Friday, August 6, 2010

Hip Hop, Teens, and Changed Lives

I could only assume that last night was going to be a good one. Why? Only a few hours earlier I had been informed that a group of kids on a missions trip would be coming out with us...and I was tired, unmotivated, and lacking energy to "host". That typically means that God's going to do something great to display his glory in my weakness.

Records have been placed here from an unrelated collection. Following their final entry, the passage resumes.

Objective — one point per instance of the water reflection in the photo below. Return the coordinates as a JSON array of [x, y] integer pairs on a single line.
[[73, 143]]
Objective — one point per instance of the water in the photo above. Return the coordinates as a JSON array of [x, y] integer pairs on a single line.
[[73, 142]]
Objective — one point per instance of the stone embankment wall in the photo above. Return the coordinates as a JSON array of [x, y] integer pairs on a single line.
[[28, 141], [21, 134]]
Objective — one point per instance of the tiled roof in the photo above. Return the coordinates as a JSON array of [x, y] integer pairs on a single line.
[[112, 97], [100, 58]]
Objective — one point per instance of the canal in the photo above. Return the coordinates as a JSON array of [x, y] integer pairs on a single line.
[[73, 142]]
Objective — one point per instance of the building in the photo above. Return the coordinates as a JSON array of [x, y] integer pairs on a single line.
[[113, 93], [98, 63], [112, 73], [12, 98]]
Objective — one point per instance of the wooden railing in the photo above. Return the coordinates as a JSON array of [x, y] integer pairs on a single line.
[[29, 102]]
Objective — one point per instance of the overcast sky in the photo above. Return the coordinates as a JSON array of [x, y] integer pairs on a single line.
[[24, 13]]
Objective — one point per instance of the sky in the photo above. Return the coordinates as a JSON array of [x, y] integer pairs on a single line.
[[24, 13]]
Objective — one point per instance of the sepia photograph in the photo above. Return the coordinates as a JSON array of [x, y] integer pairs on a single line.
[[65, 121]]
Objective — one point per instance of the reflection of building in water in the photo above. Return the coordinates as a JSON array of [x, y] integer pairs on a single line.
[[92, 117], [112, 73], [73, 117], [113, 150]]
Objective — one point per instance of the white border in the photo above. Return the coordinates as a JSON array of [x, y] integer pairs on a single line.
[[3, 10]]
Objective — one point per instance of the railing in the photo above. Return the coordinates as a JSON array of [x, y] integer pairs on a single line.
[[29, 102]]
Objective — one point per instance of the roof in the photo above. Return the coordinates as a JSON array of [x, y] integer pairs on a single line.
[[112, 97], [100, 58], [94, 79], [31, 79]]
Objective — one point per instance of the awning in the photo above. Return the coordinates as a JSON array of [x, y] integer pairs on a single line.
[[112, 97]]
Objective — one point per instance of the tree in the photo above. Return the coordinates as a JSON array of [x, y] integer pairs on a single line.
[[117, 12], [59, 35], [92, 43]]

Arriving at the 7-11 parking lot (our new meeting spot because Del Taco has shut down), I saw a massive group standing around Antquan. "Oh my gosh...are you kidding me?" is what I believe I muttered under my breath. Having groups come out with us can actually be very refreshing and bring new energy to what we do...but over 30 teens and a few adults looking very out of place made me very uneasy. Relationships and trust take a long time to build on the street, and naiive one-time visitors can affect our witness and trust with one wrong word or evangelistic approach. And of course we never want to make people feel like they're being put on display to be rescued by the privileged white kids.

However, that naiivete can also be of great benefit...they will approach people in bold new ways, without prejudice or expectation and often form great bonds. This group had been trained earlier in the week, and practicing sharing their faith in two different contexts each day. They were excited and expecting God to do big things. 

When our Refuge service started, about 10 people had come to join us. The group was also helping to run the service this night...with music, a short drama and hip hop dancing. Again, I was apprehensive about the small amp set up for music, and the very large circle taking over the parking lot. So were the security guards who rolled up often, looking suspicious but not saying anything. 

But as usual, my concerns were no match for God's plans, and the hip hop circle went over well and drew in a few more people...causing me to think about a similar idea we'd had a while back and never put into action. Seeing it happen helped me see it might be time to start thinking about implementing that. An interpretive drama followed - a well-portrayed demonstration of Jesus taking our "chains" and setting us free. After some music and a bit more hanging out and pizza-eating, we all sat down on the curb while Antquan shared a short message, expanding on the drama.

Though he didn't specifically determine groups and ask people to split into them, the teenagers were on it. They formed their own groups quickly and began discussions about all that had just been seen and experienced. 

I'm not sure of what took place in each conversation, but I did see many long conversations, prayers, and excitement at the conclusion. As we find out these stories, we can continue on with these planted seeds and relationships even though the teens will be headed back to Dallas soon.

Please also pray for the Broken Hearts teams, as we are few in number right now and need more volunteers and leaders to carry on these relationships and bring our own new excitement to the mission.